After the NFL draft this spring, Hartsfield attracted little interest. Teams hedged at the torn ACL, unsure if the second-team all-ACC selection would be ready for summer workouts. But the Cleveland Browns offered Hartsfield a minicamp spot. His shot, it seemed, had arrived.
But Hartsfield declined. Close friend and San Francisco 49ers linebacker NaVorro Bowman convinced Hartsfield the speed of minicamp wasn’t the best place for someone at his stage of recovery. Besides, doctors hadn’t even cleared Hartsfield to play in pads.
“It really was the best decision,” Hartsfield’s mother, Tracy, said. “You can’t rush things. If they’re going to come, they’re going to come. And his time is coming.”
So Hartsfield continued to rehab, building strength in the knee and maintaining it in the rest of his body. He moved in with Stephens, an old family friend from Raleigh, N.C., and entrusted the 37-year-old fitness guru to guide him into the NFL.
Back at the fitness center, Hartsfield slid under the bench press bar, three 45-pound plates loaded onto each side. The total reached 315 pounds, roughly the size of an NFL offensive lineman. Hartsfield’s chest convulsed as he pumped out one repetition. Nearby, four workout partners watched with wide eyes. They, like Hartsfield, were once college stars too and, like him, still cling to bigger dreams.
“He makes that [stuff] look light,” one said.
Stephens knocked the weight down to 135. The abrupt change made Hartsfield’s muscles feel like jelly. He exhaled sharply, a single punctuated gasp. His technique was impeccable, but across the weight room, Stephens warned another client about failing form.
“Start getting tired, you start losing it,” he says. “That’s how you get injured.”
Or it happens like this: On Nov. 3, 2012, facing Georgia Tech and its triple option at Byrd Stadium in College Park, Hartsfield lined up at strong-side linebacker as he had all season en route to a team-high 78 tackles, despite playing just nine games.
Just before halftime, Hartsfield shook a block off the snap and turned into the backfield. Eyes trained on the quarterback and running back, Hartsfield never saw the fullback dive toward his knees, a technique known as the “cut block.”
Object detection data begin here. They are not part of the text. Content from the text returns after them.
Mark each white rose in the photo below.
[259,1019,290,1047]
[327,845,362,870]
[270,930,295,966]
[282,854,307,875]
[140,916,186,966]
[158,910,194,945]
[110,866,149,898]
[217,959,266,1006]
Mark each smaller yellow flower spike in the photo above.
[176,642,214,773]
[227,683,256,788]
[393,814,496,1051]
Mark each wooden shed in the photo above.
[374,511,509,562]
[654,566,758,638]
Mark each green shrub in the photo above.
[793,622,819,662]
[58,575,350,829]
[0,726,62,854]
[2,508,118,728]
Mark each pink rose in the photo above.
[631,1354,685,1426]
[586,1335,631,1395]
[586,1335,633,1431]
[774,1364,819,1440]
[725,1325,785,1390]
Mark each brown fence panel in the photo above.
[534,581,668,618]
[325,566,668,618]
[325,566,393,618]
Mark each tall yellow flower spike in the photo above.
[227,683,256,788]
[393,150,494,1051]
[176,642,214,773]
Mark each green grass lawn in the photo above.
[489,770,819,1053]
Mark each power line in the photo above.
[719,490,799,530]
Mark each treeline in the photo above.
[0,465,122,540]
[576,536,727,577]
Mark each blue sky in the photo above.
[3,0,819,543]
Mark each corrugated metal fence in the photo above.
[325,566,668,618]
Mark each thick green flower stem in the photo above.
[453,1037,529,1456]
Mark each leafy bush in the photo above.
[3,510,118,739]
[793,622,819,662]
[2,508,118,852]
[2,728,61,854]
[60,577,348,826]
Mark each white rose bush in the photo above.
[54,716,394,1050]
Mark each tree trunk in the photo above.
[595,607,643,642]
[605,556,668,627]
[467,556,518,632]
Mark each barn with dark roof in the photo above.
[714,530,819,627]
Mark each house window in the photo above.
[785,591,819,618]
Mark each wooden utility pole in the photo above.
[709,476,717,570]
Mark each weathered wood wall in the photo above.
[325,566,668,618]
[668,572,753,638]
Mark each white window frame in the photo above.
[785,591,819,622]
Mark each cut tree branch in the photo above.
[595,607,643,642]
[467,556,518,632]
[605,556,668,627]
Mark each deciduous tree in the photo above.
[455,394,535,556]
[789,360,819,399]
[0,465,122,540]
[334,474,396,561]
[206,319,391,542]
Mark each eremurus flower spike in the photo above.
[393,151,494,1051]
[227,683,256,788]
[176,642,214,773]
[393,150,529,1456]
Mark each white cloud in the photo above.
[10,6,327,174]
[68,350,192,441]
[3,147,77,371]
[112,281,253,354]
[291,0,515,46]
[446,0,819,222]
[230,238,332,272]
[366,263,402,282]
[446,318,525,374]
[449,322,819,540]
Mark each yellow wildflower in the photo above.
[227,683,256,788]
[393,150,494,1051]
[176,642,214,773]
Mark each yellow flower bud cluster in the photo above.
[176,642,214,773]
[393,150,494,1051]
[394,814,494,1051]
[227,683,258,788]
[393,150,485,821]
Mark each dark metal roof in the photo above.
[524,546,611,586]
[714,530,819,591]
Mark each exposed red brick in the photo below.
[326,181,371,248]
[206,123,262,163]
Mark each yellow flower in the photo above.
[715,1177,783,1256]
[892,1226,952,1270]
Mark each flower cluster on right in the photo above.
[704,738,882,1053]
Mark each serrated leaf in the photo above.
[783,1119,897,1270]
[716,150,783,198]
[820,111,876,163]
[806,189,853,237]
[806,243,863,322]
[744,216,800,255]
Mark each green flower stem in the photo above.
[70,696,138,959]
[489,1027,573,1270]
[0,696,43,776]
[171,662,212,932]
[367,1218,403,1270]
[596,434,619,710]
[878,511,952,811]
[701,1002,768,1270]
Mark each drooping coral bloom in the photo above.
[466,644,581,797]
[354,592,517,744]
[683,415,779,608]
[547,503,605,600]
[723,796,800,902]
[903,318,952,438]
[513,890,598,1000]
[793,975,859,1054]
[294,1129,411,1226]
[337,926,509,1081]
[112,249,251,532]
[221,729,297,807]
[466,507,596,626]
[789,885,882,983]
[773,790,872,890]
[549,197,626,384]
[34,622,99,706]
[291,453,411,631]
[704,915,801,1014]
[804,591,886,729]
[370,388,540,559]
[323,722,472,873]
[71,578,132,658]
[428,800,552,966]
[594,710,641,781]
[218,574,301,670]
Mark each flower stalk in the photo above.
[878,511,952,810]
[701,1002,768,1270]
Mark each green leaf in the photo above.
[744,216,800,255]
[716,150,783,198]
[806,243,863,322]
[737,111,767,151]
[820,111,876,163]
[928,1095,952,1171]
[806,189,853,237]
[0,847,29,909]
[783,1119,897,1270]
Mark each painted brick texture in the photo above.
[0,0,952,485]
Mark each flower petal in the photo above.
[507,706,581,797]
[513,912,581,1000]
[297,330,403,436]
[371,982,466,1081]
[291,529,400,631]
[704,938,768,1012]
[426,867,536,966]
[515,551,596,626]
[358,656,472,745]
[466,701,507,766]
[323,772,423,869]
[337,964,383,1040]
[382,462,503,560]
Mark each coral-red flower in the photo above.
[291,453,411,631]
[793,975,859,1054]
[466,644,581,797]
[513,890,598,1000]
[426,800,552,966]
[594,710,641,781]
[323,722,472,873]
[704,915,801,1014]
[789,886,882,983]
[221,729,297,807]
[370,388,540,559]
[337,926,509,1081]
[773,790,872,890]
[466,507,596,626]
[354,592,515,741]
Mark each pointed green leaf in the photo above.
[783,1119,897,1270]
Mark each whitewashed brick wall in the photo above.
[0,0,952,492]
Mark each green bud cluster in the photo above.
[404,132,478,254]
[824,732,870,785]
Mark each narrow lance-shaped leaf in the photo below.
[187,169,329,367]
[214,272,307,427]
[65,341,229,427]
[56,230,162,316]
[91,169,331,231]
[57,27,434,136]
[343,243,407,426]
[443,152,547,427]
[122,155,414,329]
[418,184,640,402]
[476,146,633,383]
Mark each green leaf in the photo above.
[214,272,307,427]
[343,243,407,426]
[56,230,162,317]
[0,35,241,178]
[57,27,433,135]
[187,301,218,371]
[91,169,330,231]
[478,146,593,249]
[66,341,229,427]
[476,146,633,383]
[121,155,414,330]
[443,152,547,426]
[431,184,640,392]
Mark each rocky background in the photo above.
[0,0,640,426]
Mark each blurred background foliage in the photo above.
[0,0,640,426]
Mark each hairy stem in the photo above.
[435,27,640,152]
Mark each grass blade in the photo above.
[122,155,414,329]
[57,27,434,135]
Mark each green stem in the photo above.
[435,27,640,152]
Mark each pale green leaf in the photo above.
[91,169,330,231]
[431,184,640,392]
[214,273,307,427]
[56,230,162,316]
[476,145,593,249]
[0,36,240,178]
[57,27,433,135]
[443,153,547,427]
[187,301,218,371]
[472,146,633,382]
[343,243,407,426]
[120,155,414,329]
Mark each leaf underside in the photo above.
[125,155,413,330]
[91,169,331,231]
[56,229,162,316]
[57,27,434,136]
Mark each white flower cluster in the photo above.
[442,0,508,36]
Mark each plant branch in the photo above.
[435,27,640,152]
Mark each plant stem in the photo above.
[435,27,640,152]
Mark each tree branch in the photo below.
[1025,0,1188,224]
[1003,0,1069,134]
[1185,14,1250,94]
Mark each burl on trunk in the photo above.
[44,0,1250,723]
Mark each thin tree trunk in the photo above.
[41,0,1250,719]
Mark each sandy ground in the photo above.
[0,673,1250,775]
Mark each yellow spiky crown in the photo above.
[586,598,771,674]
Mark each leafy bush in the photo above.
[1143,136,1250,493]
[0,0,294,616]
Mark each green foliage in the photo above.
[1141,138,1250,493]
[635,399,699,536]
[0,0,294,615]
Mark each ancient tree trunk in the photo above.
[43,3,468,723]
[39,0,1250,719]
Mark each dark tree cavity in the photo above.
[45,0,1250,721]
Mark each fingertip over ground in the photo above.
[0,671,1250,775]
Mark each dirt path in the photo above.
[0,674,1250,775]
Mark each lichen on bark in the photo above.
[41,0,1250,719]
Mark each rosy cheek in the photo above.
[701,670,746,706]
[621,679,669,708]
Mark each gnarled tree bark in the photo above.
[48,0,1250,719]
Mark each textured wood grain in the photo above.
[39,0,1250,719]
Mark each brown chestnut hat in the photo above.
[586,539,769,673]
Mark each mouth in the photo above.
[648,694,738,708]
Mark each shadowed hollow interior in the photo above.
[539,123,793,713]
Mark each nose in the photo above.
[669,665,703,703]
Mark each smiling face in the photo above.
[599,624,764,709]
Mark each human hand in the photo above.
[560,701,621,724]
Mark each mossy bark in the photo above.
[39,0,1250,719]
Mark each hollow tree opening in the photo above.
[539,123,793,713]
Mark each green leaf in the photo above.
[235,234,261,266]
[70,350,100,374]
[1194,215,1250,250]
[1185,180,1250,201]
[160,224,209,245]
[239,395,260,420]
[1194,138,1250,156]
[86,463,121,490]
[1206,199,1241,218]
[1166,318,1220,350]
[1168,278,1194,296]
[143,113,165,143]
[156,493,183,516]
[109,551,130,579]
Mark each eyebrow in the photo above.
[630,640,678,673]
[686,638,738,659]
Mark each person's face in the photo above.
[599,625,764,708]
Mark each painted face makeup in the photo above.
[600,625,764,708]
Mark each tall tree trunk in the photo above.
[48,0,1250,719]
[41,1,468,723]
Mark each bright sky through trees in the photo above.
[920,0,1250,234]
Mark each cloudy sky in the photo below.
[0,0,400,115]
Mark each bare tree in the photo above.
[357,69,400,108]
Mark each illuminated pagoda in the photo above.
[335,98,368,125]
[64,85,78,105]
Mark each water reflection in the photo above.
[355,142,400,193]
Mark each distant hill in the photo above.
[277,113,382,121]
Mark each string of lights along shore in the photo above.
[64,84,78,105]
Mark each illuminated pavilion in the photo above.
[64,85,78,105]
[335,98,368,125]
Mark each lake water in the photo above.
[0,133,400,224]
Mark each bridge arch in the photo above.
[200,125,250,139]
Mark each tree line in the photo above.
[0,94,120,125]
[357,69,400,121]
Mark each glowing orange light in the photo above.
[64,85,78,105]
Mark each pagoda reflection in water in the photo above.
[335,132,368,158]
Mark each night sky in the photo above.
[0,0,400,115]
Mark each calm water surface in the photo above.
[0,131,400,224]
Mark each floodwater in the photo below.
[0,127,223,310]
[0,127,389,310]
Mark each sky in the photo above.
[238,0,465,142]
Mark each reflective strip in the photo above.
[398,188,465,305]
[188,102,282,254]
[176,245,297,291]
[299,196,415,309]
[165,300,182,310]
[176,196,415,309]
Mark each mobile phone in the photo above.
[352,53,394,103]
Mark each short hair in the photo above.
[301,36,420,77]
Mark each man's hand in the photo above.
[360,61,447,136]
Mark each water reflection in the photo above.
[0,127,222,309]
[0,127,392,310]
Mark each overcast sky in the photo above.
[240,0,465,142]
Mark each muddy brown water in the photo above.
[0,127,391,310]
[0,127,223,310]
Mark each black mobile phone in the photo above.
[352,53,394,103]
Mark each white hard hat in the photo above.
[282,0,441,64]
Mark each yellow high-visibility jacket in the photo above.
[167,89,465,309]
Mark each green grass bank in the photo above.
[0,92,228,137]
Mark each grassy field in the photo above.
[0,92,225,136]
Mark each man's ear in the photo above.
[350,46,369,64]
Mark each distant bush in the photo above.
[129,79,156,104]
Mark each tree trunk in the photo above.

Hartsfield doesn’t remember the pain after his knee absorbed the blow. He remembers lying on the ground, positive it was bad. He remembers walking off the field and into Gossett Team House, where he pedaled on an exercise bicycle and tried to assess the damage. Hartsfield even returned to the field and ran around on the sidelines. But when he cut, the pain came back.
Up in the stands, Tracy Hartsfield felt that sinking feeling of a mother’s intuition. Team protocol prohibited her from rushing to her son’s side, but she texted Craig Bennett soon after the injury happened. The team’s orthopedic surgeon responded within one minute. Two weeks later, he performed the operation and repaired the torn ligament.
But when Hartsfield spiked a fever shortly after New Year’s, he discovered the leg was infected, requiring another surgery and daily treatment for the next eight weeks.
“It’s been a tough road,” he says today.
Things are looking up now. Stephens forces Hartsfield to watch film in his house, to remain mentally fresh. They sneak in extra workouts whenever possible, like the time Hartsfield did pull-ups on a nearby jungle gym after Stephens dropped his two kids off for soccer practice. Stephens, who played college basketball at North Carolina Central for two years, knows what professional sports require. This year alone, he trained NBA draft picks Victor Oladipo, Erick Green and Dennis Schroeder.
“Will Meat make it?” Stephens asked. “Oh yeah. Most definitely.”
He watched as Hartsfield dropped into a push-up position, hopped up and caught the medicine ball launched at his face by another trainer. Hartsfield spends three days each week here at World Gym, then three more days either in an aquatics center or on the field in nearby Landover, strengthening his pass-rush technique in the shadows of FedEx Field.
The workout ended, an hour and a half after Hartsfield first arrived. He slipped into sandals and slung a backpack over both shoulders. He fiddled with the white drawstring on his sweatpants and smiled.
“Everything’s coming together,” he said. “I’m just happy.”
As he left, he snuck a glance at the televisions, where the NFL highlights continued to play.